I left Baidawei with six months left on my contract, completely fed up of being continually disrespected. i went to David multiple times with some of my grievances which included my feeling of alienation, problems with the apartment, and the prolonged delay of updating our overtime pay raise in our contracts. David would usually try and listen from a distance and make general observations, some helpful advice about depression which was nice of him, but anything relating to work he was defensive and secretive about.

After I agreed to extend my departure date from Changchun to accommodate David's request of covering pre-holday classes I had to subsequently pay a fine for taking a flight the next day after my final contract day and had to pay for my own personal visa for this barely even one day period (16 hours). They told me to clean my apartment to avoid a 200 rmb fine and when I did they charged me anyways. They rushed me out of my apartment after a busy day of work... quickly running home and hurriedly getting my final things together as they clamoured to leave as early as possible after coming to inspect the apartment. In these final weeks I never spoke to david. I barely ever did because i imagine he was embarrassed at his school, as I would be. Shameful, really. The truth is that we foreign teachers are treated the same as local chinese teachers who are always having more and more expected of them with no raise in pay or position.

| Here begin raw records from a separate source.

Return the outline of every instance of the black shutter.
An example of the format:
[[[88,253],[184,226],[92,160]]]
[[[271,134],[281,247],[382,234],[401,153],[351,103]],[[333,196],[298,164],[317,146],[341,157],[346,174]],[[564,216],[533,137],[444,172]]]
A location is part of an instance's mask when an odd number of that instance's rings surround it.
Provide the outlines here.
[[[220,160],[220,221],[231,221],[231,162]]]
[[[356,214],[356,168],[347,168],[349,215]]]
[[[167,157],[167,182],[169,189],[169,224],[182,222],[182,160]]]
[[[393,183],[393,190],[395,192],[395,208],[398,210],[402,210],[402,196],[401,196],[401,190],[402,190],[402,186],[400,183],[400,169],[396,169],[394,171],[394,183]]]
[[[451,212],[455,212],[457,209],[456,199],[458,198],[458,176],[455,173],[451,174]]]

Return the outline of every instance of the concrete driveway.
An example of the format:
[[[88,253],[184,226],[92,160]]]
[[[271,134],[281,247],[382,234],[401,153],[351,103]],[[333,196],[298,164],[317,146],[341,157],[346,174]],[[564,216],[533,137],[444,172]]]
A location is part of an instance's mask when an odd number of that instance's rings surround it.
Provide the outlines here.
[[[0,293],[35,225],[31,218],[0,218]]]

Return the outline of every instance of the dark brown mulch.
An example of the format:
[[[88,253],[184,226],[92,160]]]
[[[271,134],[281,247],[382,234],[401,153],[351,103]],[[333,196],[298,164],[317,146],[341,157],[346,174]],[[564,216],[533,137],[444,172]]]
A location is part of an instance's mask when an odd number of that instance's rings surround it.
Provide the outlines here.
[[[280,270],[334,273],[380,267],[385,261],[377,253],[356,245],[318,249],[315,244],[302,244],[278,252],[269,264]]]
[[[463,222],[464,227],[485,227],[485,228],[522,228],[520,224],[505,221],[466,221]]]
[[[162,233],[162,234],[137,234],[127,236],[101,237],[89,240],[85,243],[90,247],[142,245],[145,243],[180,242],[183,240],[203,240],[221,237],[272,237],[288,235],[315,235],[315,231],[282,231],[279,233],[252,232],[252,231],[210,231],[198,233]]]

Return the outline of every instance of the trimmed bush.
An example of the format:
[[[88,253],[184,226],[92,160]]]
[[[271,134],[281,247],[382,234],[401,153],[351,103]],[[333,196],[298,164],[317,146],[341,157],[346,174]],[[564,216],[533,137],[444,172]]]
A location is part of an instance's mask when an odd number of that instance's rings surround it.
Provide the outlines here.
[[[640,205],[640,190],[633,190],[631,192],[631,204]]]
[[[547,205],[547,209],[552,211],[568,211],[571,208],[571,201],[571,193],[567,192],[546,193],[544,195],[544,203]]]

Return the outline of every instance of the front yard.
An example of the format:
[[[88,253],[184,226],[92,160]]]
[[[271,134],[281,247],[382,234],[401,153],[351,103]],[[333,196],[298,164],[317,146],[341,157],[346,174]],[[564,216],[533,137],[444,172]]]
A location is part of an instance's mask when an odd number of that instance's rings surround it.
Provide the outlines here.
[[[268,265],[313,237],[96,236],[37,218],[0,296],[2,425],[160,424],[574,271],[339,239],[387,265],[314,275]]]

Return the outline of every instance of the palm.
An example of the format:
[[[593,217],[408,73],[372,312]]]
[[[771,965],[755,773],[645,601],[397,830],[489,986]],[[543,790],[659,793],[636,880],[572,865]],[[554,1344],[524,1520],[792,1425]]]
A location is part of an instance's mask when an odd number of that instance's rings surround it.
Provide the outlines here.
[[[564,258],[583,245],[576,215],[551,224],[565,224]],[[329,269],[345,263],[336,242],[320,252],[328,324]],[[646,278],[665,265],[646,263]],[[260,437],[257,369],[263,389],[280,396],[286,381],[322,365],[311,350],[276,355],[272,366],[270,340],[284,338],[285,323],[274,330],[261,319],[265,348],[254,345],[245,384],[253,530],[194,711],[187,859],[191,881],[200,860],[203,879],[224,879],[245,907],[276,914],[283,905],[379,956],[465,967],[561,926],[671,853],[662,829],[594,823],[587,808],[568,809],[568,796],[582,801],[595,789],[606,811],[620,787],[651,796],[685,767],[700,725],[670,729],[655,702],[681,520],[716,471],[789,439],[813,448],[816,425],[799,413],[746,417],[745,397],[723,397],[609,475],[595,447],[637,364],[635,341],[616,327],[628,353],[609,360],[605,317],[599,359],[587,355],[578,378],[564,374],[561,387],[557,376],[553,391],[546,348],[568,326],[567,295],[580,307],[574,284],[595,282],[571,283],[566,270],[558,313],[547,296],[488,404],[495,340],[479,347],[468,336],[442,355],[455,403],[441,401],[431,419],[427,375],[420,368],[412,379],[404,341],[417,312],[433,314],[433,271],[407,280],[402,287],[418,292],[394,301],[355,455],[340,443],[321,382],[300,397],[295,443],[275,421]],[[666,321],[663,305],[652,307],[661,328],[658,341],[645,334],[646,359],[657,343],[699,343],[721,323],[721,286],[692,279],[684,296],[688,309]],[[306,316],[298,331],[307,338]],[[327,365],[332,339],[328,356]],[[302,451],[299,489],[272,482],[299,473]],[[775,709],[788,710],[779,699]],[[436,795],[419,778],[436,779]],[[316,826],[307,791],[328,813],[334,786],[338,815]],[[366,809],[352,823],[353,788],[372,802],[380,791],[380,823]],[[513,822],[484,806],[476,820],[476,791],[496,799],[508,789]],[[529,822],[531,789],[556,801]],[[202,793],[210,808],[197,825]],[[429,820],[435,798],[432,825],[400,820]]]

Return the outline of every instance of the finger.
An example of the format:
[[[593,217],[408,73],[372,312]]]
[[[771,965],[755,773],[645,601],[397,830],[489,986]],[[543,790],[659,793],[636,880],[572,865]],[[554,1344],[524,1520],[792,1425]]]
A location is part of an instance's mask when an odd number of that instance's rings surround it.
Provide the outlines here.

The very foundation of Baidawei is built on cutting corners to save a penny. Outsourcing, liquidating, lying, stealing, cheating, and mismanaging in order to keep together a school that pays nothing to anyone except those at the top. it is an organization devoid of anything worth saving besides the unfortunate foreign teachers that continue to come despite the unbelievable odds against their remaining and thriving in this toxic environment. I cannot understate the backwardness of this company and its being no place for a serious minded teacher with even a smidgen of self respect.

I have never ever said this about anyone on a public forum before and never plan on having to say it again, I have learned from my mistake of working with Baidawei but... David P[edited] is a liar and generally terrible boss along with his whole office of executive minions. Baidawei is the worst job i have ever had.